Отец Дмитрий сочно рассмеялся:
— Ну то есть пользоваться жаргонными словечками…
— Я-то? Я… нет… Я даже сына, который у меня довольно трудный подросток, кроме как поросенком, никак и назвать-то не могу…
— Вот вам и ответ на ваш вопрос. Толмачевы не употребляли жаргонных слов.
— Но… но к Пироговым мог кто-нибудь прийти или приехать в гости и… употребить…

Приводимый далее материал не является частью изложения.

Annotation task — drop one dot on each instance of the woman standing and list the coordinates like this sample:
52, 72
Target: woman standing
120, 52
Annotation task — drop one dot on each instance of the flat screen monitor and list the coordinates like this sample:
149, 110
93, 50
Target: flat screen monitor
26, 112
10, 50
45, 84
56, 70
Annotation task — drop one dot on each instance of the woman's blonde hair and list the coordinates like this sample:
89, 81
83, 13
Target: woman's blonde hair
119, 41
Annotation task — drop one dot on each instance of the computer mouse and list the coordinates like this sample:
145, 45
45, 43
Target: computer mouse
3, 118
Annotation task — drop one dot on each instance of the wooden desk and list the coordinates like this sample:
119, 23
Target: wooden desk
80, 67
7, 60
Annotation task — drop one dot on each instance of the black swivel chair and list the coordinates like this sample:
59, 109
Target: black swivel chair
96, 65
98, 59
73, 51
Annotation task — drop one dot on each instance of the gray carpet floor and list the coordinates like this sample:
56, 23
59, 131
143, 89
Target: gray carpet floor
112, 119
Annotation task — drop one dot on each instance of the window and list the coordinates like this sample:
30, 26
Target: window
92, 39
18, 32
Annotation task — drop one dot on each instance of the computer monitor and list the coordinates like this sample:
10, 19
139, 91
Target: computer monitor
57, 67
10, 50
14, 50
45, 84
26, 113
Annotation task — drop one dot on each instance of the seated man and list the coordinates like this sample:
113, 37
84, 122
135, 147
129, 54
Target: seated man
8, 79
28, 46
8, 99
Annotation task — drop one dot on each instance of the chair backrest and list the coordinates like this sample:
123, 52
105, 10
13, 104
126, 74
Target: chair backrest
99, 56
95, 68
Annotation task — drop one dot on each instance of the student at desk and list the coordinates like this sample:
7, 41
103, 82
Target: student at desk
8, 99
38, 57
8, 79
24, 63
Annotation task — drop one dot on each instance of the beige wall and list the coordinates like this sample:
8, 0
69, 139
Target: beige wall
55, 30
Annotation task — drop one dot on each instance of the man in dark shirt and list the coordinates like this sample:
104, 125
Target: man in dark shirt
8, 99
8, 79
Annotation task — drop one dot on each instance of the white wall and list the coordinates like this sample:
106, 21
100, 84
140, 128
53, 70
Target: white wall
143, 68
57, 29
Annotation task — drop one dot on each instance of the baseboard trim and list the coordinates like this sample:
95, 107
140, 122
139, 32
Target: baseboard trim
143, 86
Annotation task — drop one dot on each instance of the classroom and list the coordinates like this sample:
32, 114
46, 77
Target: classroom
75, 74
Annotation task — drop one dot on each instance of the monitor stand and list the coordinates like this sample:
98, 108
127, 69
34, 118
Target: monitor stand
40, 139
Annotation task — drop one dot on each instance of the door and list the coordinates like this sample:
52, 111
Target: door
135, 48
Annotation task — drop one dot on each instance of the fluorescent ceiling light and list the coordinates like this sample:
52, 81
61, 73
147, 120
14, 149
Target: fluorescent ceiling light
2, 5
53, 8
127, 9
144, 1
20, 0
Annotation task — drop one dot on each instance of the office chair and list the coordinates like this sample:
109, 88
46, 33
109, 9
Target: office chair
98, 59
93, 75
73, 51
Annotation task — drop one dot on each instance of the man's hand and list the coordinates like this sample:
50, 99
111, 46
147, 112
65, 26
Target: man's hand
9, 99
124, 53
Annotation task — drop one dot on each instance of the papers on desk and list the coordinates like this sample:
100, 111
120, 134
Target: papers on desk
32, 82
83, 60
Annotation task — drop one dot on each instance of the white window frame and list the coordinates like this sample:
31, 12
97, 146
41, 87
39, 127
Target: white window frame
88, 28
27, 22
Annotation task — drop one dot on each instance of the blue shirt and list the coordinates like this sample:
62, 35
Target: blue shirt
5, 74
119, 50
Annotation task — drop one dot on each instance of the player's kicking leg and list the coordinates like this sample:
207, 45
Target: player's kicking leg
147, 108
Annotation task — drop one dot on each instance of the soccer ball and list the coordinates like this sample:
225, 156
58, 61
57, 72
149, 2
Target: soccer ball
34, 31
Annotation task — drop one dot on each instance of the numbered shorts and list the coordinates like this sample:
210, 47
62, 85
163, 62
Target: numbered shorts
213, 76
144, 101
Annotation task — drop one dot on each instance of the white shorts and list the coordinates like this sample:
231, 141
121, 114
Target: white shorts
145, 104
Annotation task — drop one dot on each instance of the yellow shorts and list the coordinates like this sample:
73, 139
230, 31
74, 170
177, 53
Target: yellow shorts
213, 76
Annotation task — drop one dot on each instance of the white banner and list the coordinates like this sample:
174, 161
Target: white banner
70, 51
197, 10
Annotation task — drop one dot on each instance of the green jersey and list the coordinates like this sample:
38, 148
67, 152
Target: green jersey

— Не исключено, конечно, хотя вряд ли Татьяна услышала бы разговор Пироговых с гостями.
— Почему?
— Потому что по условию договора она не должна встречаться с посторонними. Она чужих людей не выносила. Могла наброситься… Ее комната находилась в самой глубине дома и запиралась на ключ. А когда построили этот огромный домино, что вы видели, то Танечкины «покои» были аж на втором этаже.
— Тогда почему же вас пустили к Татьяне?
— Потому что я родственник, да и она меня узнала. Я сам удивился.
— Скажите… вы… — Марина вскинула на отца Дмитрия широко распахнутые глаза, — вы все-таки в чем-то подозреваете Пироговых?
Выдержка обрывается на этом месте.